An den geehrten Rat der Ältesten,
es ist mir eine unerwartete Ehre, Euch auf diese ungewohnte Weise, durch geschriebene Worte, Bericht zu erstatten. Doch ich erkenne die Weisheit in Eurem Wunsch, die Kunde meiner Reise dauerhaft festzuhalten, wie es einst der Donnerkeil am Ort unserer Gründung getan hat.
Wie Ihr wisst, führte mich Vetter Wind im Bogen zurück in Richtung der Hauptstadt, in ein Gebiet, das wir Arai’Dun tauften – die „Winddüne“: Die Landschaft dort ist so veränderlich wie die Launen des Windes selbst. Die Dünen wandern mit jedem Sturm, und selbst erfahrene Kundschafter können sich in diesem Labyrinth aus Sand verlieren, konnte sich doch schon mittags ein völlig gewandeltes Bild zeigen als am Morgen des Aufbruchs. Tagelang irrten wir durch die Wüste, die Sonne brannte auf unsere Haut, und der Durst nagte an uns. Unsere Wasservorräte schwanden, und die Moral der Truppe sank. Mehr als einmal glaubten wir, Vetter Wind hätte uns im Stich gelassen.
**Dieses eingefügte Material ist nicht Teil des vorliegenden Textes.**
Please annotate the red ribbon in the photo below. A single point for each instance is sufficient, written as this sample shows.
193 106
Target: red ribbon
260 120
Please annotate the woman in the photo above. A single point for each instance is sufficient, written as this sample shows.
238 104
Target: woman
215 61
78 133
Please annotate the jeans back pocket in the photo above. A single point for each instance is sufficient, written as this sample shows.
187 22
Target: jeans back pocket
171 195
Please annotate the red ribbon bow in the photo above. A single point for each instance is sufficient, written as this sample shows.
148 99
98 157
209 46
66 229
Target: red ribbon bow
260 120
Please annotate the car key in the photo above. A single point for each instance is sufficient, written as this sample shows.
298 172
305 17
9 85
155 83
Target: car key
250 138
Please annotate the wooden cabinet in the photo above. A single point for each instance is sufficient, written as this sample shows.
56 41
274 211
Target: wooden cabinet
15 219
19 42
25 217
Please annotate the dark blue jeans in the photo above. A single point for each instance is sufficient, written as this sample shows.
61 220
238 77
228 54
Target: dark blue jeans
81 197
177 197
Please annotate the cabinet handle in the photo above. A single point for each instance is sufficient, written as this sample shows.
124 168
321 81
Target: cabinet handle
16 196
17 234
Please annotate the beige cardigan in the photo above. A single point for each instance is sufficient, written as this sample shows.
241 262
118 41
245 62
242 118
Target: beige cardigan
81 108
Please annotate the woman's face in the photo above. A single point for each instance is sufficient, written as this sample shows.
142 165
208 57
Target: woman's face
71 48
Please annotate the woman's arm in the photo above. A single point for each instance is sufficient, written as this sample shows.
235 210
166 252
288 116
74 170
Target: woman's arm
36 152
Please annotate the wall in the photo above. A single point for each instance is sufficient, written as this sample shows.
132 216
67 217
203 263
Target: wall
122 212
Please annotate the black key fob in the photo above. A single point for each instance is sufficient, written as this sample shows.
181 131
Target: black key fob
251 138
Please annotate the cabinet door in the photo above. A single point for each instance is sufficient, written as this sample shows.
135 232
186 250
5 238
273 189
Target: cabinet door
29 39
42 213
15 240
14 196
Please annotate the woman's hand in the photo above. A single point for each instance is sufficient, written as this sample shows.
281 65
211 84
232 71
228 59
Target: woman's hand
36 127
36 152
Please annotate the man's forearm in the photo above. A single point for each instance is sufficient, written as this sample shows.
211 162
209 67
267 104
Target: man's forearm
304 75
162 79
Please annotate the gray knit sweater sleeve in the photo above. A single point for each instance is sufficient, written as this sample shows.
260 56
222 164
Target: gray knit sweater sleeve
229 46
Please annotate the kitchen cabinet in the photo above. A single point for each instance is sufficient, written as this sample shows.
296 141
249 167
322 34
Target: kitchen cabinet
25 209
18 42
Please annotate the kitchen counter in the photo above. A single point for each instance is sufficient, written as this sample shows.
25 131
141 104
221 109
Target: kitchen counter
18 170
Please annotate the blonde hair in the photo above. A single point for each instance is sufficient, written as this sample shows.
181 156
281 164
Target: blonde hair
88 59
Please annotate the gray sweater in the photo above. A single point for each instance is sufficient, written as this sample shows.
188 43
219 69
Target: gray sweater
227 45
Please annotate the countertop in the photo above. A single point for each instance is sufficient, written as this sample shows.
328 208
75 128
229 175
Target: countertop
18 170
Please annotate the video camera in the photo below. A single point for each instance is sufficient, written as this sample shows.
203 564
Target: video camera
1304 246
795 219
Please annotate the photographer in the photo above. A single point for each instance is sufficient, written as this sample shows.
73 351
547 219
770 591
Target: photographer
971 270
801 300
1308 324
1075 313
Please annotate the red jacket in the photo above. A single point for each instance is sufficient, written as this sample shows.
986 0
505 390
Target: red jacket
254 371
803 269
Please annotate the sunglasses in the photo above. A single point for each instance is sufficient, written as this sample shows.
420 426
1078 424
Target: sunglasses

Am Ende unserer Hoffnung schlugen wir ein Lager auf. Am nächsten Morgen hatte der Wind den Blick auf eine Siedlung freigemacht, deren Behausungen so gebaut waren, dass sie durch den Sand gezogen werden konnten. Wir wagten uns vor trafen auf Bewohner, die uns in Gestalt und Tracht gleichen – bis hin zum Material ihrer Behausungen, das sich aus denselben Quellen zu speise scheint wie unsere. Sie nennen sich und ihre Siedlung Vēra’Arai’Rih, die „Macht des Windvaters“. Diese Gemeinschaft reist durch die Wüste, ihre Zelte sind leicht und mobil – und ihre Besitzer sind stark und ausdauernd.
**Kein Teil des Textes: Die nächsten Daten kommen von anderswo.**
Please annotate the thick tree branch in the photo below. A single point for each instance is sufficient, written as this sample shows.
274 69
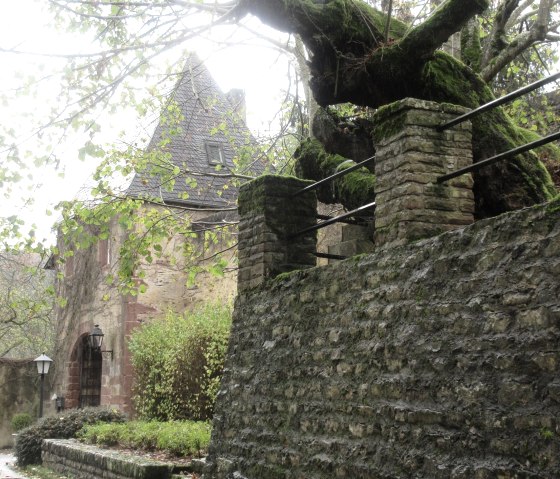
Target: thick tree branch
449 18
522 42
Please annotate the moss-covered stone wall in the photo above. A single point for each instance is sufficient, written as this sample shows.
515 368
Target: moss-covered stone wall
438 358
19 393
82 461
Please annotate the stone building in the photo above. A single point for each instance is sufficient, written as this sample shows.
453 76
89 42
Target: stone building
212 139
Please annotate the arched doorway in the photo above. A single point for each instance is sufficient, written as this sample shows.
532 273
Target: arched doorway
90 374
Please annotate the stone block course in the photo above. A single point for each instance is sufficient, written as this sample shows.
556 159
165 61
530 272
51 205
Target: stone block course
78 460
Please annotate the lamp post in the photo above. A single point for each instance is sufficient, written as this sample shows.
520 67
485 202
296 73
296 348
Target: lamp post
43 364
96 340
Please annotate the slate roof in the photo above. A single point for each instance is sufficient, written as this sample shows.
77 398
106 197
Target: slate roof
208 120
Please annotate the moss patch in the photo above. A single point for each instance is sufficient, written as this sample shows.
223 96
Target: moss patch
352 190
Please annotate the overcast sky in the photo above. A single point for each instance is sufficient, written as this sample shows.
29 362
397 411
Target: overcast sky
259 71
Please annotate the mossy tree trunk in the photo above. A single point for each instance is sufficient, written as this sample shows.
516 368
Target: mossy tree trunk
353 62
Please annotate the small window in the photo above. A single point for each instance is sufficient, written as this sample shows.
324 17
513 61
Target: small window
215 154
104 252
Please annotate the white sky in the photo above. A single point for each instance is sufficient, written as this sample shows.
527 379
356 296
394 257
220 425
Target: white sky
259 71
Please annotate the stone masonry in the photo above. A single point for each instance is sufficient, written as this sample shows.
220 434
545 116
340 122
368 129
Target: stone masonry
436 359
410 155
82 461
436 356
271 215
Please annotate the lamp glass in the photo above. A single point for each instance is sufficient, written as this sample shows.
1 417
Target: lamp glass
96 337
43 364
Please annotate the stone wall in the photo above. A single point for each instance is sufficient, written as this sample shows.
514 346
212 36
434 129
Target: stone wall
91 300
81 461
439 358
19 387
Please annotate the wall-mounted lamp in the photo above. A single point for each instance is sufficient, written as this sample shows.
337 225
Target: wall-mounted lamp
96 340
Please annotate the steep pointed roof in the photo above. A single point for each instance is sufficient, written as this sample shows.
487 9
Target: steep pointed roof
211 132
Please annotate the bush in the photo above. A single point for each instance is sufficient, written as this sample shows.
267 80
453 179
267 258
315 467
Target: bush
178 362
21 421
180 438
28 443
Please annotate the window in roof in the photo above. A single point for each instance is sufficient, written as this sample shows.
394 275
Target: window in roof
214 153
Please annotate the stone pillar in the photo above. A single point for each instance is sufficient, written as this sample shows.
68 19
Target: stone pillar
410 155
270 216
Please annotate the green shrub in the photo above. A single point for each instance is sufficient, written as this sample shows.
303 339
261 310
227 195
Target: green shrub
28 443
21 421
180 438
178 362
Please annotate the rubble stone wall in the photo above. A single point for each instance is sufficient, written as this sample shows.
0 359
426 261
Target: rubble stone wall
439 358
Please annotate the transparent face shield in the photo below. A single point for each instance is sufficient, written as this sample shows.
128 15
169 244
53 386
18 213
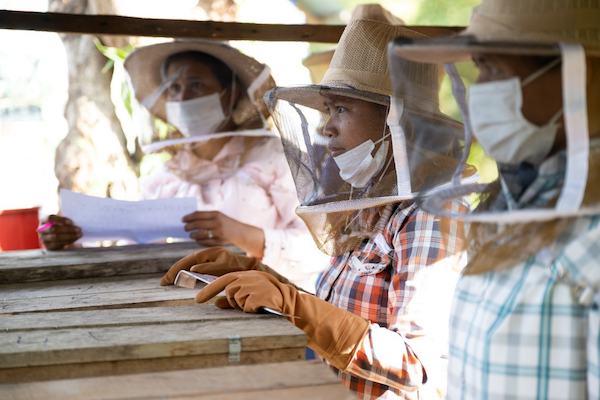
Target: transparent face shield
344 197
185 104
513 155
529 188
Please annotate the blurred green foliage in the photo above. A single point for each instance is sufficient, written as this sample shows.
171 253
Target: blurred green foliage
161 128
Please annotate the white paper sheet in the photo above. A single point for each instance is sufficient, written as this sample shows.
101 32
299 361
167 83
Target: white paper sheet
141 221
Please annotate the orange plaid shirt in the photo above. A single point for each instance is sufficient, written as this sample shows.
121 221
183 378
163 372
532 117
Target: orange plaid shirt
390 280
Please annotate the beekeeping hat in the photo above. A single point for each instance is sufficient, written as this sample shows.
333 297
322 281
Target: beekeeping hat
145 67
566 33
338 214
318 63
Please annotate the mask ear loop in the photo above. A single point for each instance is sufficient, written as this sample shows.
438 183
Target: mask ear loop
153 97
264 75
459 91
540 72
385 135
231 101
Was diese Gemeinschaft so besonders macht, ist ihr Verständnis des Windes. Sie lesen die Zeichen im Sand, spüren die feinsten Veränderungen in der Luft und können so die Bewegungen der Dünen vorhersehen. Sie kennen Vetter Wind nicht nur als launenhaften Gott, sondern als „Windvater“, dessen Stimme sie zu verstehen gelernt haben, und verehren ihn unter allen Geistern und Göttern am meisten. Dank ihres Wissens konnten sie uns nicht nur Wasser und Nahrung anbieten, sondern uns auch sicher durch Arai‘Dun führen. Ich habe viel von ihnen gelernt und staune über ihre Fähigkeit, mit dem Wandelbaren zu leben, anstatt dagegen anzukämpfen.
Sie haben beschlossen, sich der Sāndari’Māna anzuschließen, auch wenn ich nicht sicher bin, ob sie wirklich verstehen, was das bedeutet. Doch ich glaube, dass sie eine Bereicherung für unsere Gemeinschaft sein werden. Sie bringen wertvolles Wissen und eine neue Perspektive auf die Welt mit.
Ich werde bald nach Shānti’Kāla zurückkehren, um Euch persönlich von meinen Erlebnissen zu berichten. Bis dahin mögen die Götter Euch beschützen.